Dominick Clichee, an epidemiologist at Tsehootsooi Medical Center in Fort Defiance, Arizona, said the Navajo Nation has the highest COVID-19 rates in the U.S. The Navajo reservation is larger than the state of West Virginia and spans parts of New Mexico, Arizona and Utah.
There are more COVID-19 cases per capita in Navajo Nation than in New York or New Jersey, and the peak is nearly a month away. Hospitals are at capacity and some are overwhelmed.
Many families on the Navajo reservation live in multigenerational homes like the Scotts.
In a lot of these homes, you have up to three generations of people living under one roof, the grandparents, the children, and their children's children.
Clichee said it's a long-standing tradition for his people to remain together and preserve their history and heritage.
"There are benefits for that, one of the biggest benefits is passing down cultural knowledge. You have grandparents interacting daily with the toddlers and the children passing that knowledge down to them," he said.
That knowledge, according to him, teaches his people to be resilient in life.
Aaron Price, a Navajo doctor at the Tsehootsooi Medical Center, said his team has been working at the forefront of this pandemic tracing families like the Scotts.
"We actually have identified pockets. Our public health nurses have been out and about in the community, and they're literally able to track if you have one contact that's positive. You literally can almost guarantee the whole household has been infected as well, too," Price said. "We have some of the highest per capita testing in the country. Obviously if you test more, you're gonna find more cases. So I think that will work to our advantage in the long run, because we'll be able to isolate pockets of outbreaks."
Only 40% of residents have electricity and up to 30% lack access to clean running water. The factors leading to the chronic poverty on the reservation are hundreds of years in the making.
"The infrastructure that has been for decades [is] really hard hit here and hasn't been upgraded. The hospital is very old. These are the kinds of things that lead to a lot of otherwise underlying chronic disease and not well-being in the community," said Aylin Ulku, a doctor from University of California, San Francisco who has been treating the Scotts for nearly two weeks.
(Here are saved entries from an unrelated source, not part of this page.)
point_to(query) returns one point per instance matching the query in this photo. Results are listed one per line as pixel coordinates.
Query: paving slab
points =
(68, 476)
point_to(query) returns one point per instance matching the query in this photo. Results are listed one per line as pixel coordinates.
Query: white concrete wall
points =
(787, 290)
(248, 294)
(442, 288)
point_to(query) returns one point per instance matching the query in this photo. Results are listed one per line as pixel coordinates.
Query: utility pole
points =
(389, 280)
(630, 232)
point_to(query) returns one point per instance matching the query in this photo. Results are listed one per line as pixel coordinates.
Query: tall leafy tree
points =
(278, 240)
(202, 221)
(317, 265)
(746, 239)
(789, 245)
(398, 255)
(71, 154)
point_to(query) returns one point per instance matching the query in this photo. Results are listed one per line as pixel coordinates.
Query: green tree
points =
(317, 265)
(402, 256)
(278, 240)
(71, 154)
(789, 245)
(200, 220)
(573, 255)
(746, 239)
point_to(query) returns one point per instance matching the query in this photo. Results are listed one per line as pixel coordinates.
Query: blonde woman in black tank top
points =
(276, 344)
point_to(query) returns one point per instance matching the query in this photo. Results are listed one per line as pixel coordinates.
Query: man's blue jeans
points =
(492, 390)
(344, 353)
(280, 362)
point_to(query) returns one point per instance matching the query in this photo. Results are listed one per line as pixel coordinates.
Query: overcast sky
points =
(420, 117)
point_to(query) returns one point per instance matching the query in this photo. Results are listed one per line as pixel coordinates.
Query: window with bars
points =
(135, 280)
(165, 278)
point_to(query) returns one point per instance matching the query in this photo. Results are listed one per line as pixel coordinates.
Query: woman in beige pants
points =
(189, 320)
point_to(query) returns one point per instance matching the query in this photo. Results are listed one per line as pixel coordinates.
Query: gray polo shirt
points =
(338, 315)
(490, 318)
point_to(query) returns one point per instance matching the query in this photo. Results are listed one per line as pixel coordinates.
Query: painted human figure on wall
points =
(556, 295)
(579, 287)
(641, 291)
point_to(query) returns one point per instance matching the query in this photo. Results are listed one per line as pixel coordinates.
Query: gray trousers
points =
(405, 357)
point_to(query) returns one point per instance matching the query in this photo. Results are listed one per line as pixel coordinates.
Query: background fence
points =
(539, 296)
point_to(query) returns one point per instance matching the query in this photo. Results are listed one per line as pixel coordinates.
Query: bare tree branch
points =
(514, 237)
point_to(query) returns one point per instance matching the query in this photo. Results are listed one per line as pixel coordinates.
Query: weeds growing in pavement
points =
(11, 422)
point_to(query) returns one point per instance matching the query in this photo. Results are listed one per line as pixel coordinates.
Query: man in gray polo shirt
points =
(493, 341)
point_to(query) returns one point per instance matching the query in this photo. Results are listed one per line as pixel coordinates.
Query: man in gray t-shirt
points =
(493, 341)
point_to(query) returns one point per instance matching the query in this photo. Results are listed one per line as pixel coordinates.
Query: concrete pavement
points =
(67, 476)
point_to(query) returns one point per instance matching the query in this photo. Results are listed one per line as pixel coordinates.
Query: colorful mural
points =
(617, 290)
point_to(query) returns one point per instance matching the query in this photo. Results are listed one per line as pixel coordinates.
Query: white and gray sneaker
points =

Ulku is part of a team of doctors working on the reservation alongside the Navajo community health leaders.
"Ultimately it's really trying to be walking alongside this community in solidarity and finding a way to help relieve that worry and that fear," she said.
The efforts to mitigate the damage have been enormous. The Navajo Nation has by far the strictest closure laws in the nation: a 57-hour weekend lockdown, curfew every night, closure of nonessential businesses and a $1,000 fine for violating those ordinances.
Back in the motels rooms, the Scotts and others are strictly confined to their rooms, and because of that strict isolation, matriarch Dorothy hadn't seen her daughter, Darcy, in about a week and Darcy hasn't seen her 3-year-old, Cayden, in a week.
"It's very hard," Darcy Scott said. "I'm really close to my mom and I'm always with her. ... We have nobody to talk to and ... and I don't know, it gets really lonely."
Ulku, who just got back from a stint in Liberia, said she never imagined she'd be practicing motel room medicine in America
"If you had told me three weeks ago I'd be starting elderly patients in a room by themselves without family members supporting them on oxygen, and keeping them in a motel closed up in a room, I would have never believed it. But these are the kinds of things that we're doing to try to keep as many people safe and healing and getting better as possible. So it's creativity. It's teamwork, it's compassion and solidarity," Ulku said.